Jennie lived. My sweet Jennie Hansen made it to see the day of light. I see my family hovered over a pre-disaster model of the Titanic. I walk to them and ask my mother the inevitable question.

"Did you live?"

She nods, a triumphant twist of a smile. "My whole family lived."

"That's good."

She can see it on my face. "You didn't make it?" she asks.

I shake my head. "My brother, too."

She gives me a long hug. "Woman and children first, honey."

"I know, I know."

"It was mayhem."

"Yup, yup."

The kids are in the gift shop. Bookends, snow-globes, a teddy bear with a Titanic hoody. I look for something that might represent Claus Peter, and all he must have witnessed before his death. Titanic oven mitts don't quite do it. A visor, a puzzle, a pair of plastic binoculars.

As we leave for the parking garage, I use my new binoculars to see as far as I can. I can see my son with my daughter's ponytail in his hand.

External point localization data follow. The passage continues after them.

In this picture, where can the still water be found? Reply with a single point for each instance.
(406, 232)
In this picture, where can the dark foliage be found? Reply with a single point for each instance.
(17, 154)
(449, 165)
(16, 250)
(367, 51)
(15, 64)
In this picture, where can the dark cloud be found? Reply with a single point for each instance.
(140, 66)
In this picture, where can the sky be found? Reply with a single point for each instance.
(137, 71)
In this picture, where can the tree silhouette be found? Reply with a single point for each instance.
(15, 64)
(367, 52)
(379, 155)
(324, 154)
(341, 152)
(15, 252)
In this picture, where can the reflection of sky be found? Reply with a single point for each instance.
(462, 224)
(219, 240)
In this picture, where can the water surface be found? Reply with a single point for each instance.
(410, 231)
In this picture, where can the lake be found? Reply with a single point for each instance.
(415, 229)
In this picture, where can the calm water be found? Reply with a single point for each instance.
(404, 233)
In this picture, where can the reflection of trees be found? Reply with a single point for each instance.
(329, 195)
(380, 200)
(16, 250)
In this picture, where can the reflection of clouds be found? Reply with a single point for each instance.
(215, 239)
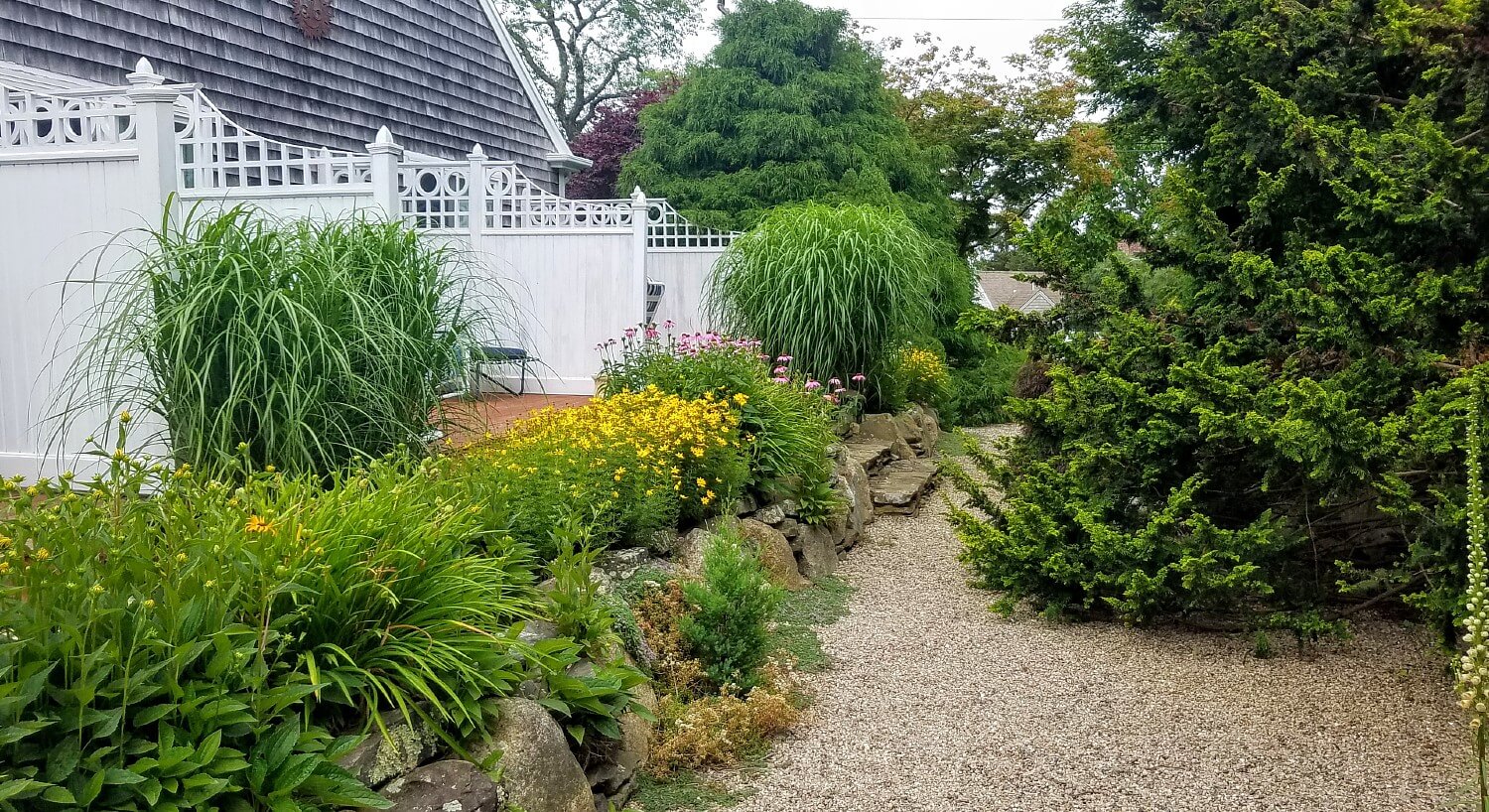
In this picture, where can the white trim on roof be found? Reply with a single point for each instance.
(26, 77)
(529, 85)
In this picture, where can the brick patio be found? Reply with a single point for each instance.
(494, 413)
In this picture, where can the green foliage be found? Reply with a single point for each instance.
(785, 425)
(178, 642)
(980, 390)
(733, 606)
(786, 107)
(816, 502)
(624, 467)
(836, 288)
(803, 612)
(574, 603)
(316, 342)
(1012, 145)
(1265, 406)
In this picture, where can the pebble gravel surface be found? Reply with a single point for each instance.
(935, 704)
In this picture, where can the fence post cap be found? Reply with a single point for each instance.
(145, 73)
(383, 143)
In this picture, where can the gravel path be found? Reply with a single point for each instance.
(934, 704)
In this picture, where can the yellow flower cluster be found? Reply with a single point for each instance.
(627, 448)
(923, 374)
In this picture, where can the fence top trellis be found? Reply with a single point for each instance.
(216, 155)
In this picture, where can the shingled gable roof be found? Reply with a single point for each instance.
(997, 289)
(441, 74)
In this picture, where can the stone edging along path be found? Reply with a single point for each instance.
(934, 704)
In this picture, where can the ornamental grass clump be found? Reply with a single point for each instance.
(836, 288)
(625, 466)
(315, 341)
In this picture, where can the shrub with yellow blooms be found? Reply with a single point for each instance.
(625, 466)
(922, 375)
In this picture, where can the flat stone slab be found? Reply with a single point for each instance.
(870, 454)
(901, 483)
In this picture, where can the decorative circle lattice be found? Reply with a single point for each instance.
(313, 17)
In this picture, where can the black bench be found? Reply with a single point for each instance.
(490, 354)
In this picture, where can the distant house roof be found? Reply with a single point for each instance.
(441, 74)
(997, 289)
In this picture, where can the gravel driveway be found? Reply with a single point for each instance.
(934, 704)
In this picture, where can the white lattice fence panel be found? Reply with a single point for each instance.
(435, 196)
(514, 202)
(669, 229)
(36, 121)
(217, 154)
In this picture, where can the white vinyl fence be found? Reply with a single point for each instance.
(80, 169)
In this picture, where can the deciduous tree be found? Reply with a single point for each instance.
(788, 107)
(586, 53)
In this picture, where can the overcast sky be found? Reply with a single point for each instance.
(998, 29)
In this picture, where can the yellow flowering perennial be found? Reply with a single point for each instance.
(631, 460)
(923, 374)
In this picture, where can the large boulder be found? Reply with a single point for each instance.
(618, 565)
(880, 427)
(774, 553)
(910, 428)
(898, 487)
(688, 555)
(929, 427)
(852, 486)
(384, 755)
(818, 558)
(538, 770)
(446, 787)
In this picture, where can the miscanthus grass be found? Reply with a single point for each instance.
(313, 341)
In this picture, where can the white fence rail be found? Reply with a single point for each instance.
(80, 167)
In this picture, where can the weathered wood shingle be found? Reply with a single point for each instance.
(432, 70)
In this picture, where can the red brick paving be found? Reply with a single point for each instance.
(494, 413)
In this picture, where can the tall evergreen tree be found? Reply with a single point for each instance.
(788, 107)
(1319, 175)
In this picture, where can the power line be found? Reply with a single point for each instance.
(965, 18)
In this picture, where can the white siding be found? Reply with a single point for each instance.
(685, 273)
(59, 220)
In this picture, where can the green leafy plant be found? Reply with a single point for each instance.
(1473, 665)
(831, 288)
(316, 342)
(818, 502)
(733, 606)
(574, 603)
(788, 107)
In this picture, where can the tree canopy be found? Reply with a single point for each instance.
(789, 106)
(1289, 428)
(587, 53)
(613, 134)
(1012, 143)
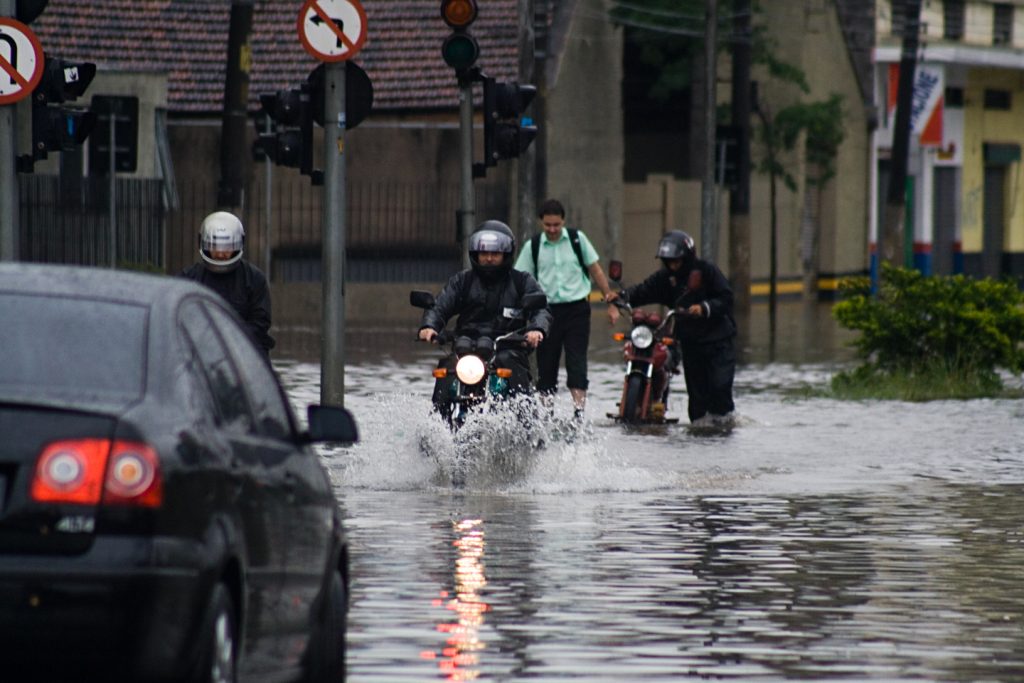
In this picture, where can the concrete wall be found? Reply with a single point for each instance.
(585, 119)
(981, 126)
(810, 37)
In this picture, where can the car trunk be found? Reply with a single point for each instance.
(28, 525)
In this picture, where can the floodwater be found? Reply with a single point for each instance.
(816, 540)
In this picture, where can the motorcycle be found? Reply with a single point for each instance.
(646, 351)
(479, 378)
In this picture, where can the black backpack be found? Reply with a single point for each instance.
(535, 247)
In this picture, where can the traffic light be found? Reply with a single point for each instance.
(460, 49)
(27, 10)
(291, 143)
(56, 127)
(506, 132)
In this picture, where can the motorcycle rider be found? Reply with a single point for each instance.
(705, 328)
(487, 299)
(221, 239)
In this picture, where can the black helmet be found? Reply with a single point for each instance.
(492, 237)
(677, 244)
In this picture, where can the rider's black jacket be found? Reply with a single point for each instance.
(486, 308)
(246, 289)
(705, 285)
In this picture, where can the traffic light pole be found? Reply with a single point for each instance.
(467, 211)
(112, 254)
(709, 211)
(333, 321)
(8, 174)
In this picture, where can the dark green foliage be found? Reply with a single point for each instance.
(932, 330)
(823, 123)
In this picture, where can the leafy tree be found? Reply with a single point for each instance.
(918, 326)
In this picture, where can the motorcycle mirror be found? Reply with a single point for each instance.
(535, 301)
(421, 299)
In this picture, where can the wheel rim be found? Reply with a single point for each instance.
(223, 650)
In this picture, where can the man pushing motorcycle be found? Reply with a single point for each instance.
(705, 328)
(488, 298)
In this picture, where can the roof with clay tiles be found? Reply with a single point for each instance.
(187, 39)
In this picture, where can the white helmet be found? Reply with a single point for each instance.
(221, 231)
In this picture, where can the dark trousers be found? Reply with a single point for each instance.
(569, 330)
(709, 370)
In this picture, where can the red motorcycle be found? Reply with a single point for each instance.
(645, 386)
(646, 350)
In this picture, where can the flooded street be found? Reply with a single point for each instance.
(816, 540)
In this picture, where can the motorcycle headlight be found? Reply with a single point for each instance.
(642, 336)
(470, 370)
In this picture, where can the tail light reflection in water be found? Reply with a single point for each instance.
(460, 656)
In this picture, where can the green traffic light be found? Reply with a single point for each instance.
(460, 50)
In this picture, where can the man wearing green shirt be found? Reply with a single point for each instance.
(564, 261)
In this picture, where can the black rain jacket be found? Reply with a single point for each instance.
(246, 289)
(704, 284)
(486, 308)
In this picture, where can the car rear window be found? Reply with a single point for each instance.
(71, 349)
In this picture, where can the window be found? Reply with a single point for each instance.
(265, 397)
(81, 350)
(1003, 25)
(997, 99)
(952, 19)
(898, 8)
(225, 387)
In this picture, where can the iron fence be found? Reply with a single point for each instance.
(394, 231)
(62, 222)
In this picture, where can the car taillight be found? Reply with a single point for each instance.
(85, 471)
(133, 476)
(71, 471)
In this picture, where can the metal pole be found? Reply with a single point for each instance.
(708, 189)
(892, 238)
(467, 211)
(333, 332)
(268, 179)
(8, 173)
(112, 238)
(526, 168)
(739, 196)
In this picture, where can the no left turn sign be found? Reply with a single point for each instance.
(20, 60)
(332, 30)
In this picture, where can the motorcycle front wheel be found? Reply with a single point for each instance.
(633, 402)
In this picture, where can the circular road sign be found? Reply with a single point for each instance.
(332, 30)
(20, 60)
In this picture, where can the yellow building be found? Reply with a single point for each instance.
(965, 186)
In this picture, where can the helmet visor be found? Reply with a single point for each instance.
(489, 241)
(221, 241)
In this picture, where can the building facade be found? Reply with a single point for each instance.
(965, 210)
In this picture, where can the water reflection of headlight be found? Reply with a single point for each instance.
(642, 337)
(469, 369)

She says, "Get off me!" and swats his shoulder.

"Ow!"

They're awful binoculars. I paid $5.38. For fun, I point them toward the iceberg across the street. I see the blurred bricks of the museum, a handicapped parking sign. And then I see her. A stranger to me, a woman exiting the museum. I decide it's Jennie Hansen, my wife. About 35 years old, long brown hair that I cut myself at the barbershop in Racine. Look at her, smiling, even giggling as she leaves the exhibit. I hope she leaves Wisconsin and ends up in Denmark with all those warm relatives. Boy, she's handling my death really well. In fact, she's got her arm around the man she's with. Probably some rich guy from first class. One day, she'll tell him the story about that last kiss, just before I lost her in the crowd. He'll comfort her, acknowledge that is must have been a nightmare.

"It was a hundred years ago," she'll explain to him. "But I still get the chills."